That’s certainly an issue here. But its also an issue with the over priced houses, and has been for a long time. The bigger change right now, is that instead of houses being bought up as summer rentals. Places that will be vacant or rented at cut rates during the year, and then rented for the summers in 4-6 month blocks at much higher (unlivable) rates to make a profit. With air b&b they’re getting rented at even higher rates for just a few weekends a year. Pack a house with 10 people at $700 a night and you make the same money you would renting all year at reasonable rents with just weeks of occupancy. And critically, far lower expenses and effort.
That’s not a solution in anyway. That’s been one of the major problems in our housing for decades. For one these spaces. Illegal housing, and unlicensed rental houses are often rented out in the same way as seasonal tourist housing. Or at the same exorbitant, tourism inflated rates as anything else. The other thing that happens with them is they typically get turned into basically tenements for migrant farm laborers and impoverished immigrants. Large number of people packed in, nothing to code, no maintenance. There have been an increasing number of fires and a number of deaths the last two years.

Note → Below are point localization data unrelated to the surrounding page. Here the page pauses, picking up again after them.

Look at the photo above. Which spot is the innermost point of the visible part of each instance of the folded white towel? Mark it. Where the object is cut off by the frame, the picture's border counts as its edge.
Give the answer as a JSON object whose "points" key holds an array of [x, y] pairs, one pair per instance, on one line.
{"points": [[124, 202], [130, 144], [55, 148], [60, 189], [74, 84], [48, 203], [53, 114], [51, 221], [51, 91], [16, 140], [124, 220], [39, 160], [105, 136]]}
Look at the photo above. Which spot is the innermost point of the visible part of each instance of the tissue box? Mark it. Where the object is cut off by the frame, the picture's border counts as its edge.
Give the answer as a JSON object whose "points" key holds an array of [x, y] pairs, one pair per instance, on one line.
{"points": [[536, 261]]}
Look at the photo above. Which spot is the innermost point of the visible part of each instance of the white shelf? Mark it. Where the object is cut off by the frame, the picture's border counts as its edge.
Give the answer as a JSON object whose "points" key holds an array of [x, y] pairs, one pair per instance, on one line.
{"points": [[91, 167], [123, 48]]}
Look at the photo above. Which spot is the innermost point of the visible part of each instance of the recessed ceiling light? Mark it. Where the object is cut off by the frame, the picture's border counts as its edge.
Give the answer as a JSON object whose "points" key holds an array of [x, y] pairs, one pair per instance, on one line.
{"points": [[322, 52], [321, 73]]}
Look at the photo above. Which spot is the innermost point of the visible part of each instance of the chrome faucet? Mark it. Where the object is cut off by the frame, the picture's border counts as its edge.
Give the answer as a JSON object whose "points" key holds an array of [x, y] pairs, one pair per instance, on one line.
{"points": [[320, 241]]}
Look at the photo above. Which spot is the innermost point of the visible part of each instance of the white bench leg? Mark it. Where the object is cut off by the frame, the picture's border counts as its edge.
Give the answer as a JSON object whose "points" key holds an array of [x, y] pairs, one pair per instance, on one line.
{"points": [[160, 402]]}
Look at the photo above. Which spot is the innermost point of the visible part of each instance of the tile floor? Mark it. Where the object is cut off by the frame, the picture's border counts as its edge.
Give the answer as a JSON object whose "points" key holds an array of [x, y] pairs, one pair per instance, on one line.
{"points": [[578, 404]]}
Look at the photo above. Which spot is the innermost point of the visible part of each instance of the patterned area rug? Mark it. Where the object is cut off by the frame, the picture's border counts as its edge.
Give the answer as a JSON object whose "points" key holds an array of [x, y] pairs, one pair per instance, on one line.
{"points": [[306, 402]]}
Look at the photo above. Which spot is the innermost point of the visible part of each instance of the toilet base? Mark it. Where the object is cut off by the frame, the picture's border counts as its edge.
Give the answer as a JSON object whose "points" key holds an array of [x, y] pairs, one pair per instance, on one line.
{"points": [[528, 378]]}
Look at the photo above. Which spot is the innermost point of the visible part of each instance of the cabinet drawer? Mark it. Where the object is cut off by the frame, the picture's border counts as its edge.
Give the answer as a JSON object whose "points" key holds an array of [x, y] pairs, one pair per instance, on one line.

Meanwhile we have pretty strict zoning regulations here. If and when multi-unit complexes are built they’re often (or can be) heavily restricted in terms of how they can be rented. Effectively barred from the tourist market. Provided they aren’t built as “for sale” apartments or as condos (the “affordable” condo for “young people” is a big thing here. $600k for 400 square feet and a $1k per month maintenance fee will solve our housing crisis!). More over half the issue with the rising rents and housing costs here (and most places) is down to a limited market. Geographically and in certain other ways we’ve got restricted space. Building is limited largely to high priced single family homes in pre-existing neighborhoods or on lots that already had smaller houses on them. They seldom add housing in terms of numbers of living spaces. And though there are many rental houses, they are outnumbered by owned houses. Often that sit vacant. Some sort of multi-unit housing would increase the overall supply of rental housing, which over time will push rents down, particularly if they’re of the sort we restrict from the tourist market.
Like I said its something that’s actively being fought and has been for decades including by me. We can’t exactly go and restrict voting rights for part time residents. That would be both wrong, and violation of federal and state law (people have tried!). The solution is in re-shifting the economy away from service/tourism model and towards something more stable, while creating an evironment where people can actually live here year round and raise their kids here. And that’s happening. State law changes mean our wineries can finally start selling their wine outside the state (Thanks Hillary!), though its taken them so long to realize they need to it might not work out. Breweries, boat building, and green energy (thanks Obama!) companies are starting to crop up all over. Our small plot size for farming is a natural fit for all sorts of high end pastured, rotation heavy, sustainable shit. And shellfish farming is a growing concern here (and one that’s basically going to save our wet lands if it hasn’t already).
But its fits and starts. Team NIMBY is currently doing everything it can to kill Aquaculture here. It apparently destroys the character of the region to keep multi-generation fishing families out of bankruptcy, clean our bays and marshes, and actually produce something of value to sell.
But it’s an investment! Real Estate never drops in value! We’ll sell for a profit before the mortgage ever becomes due!
I should move to Chicago. Or shit I never should of left Philly.